In search of economic boost, some African countries send workers abroad
NAIROBI/BERLIN: They line up by the hundreds to meet recruiters at schools in provincial towns and convention halls in large cities, some carrying advanced diplomas, others with only a primary education to their name.
Each is hoping to land one of the million jobs the Kenyan government aims to fill this year in one of its most ambitious ever employment initiatives. The jobs are not in Kenya. They are in rich countries in Europe, the Middle East and elsewhere, where officials hope young Kenyans can gain skills and income that will boost the domestic economy.
“There are no job opportunities here, so we are left with no option but to go outside Kenya,” said Lydia Mukii, a 27-year-old clinical psychologist who attended a government-sponsored job fair in the south-central town of Machakos, where recruiters distributed glossy flyers advertising pre-school teaching jobs in Germany and farm work in Denmark.
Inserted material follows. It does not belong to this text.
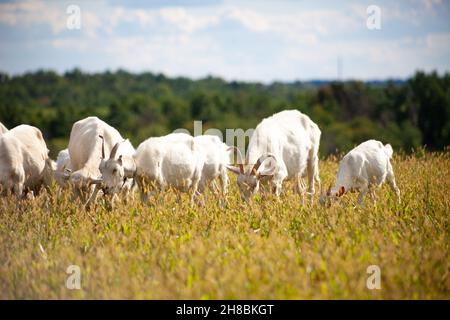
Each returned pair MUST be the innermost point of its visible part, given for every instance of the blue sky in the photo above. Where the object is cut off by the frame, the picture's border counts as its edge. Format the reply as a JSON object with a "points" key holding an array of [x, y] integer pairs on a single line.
{"points": [[236, 40]]}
The fairs are part of Kenya’s first concerted effort to encourage labour migration to boost national development. Sending workers abroad has been at the core of development strategies of Asian countries like the Philippines and Bangladesh for decades. But the approach has not been widely embraced in sub-Saharan Africa, where countries like Kenya have been accused by frustrated citizens of shirking their responsibility to create jobs at home.
That is starting to change. As fast-aging countries around the world search for workers to keep their economies afloat, some African nations without enough jobs for their rapidly growing populations are moving to take advantage.
“We have a very important resource called the human resource,” Kenya’s labour minister, Alfred Mutua, told Reuters in Machakos, where he launched a recruitment drive in November across Kenya’s 47 counties. “We can ... export our labour and make a lot of money.”
For the government and jobseekers alike, the logic of turning to overseas employment is simple: about a million Kenyans enter the workforce each year, but only a fifth find formal jobs. Work in targeted countries pays considerably more than in Kenya, and part of the income is remitted to family members at home.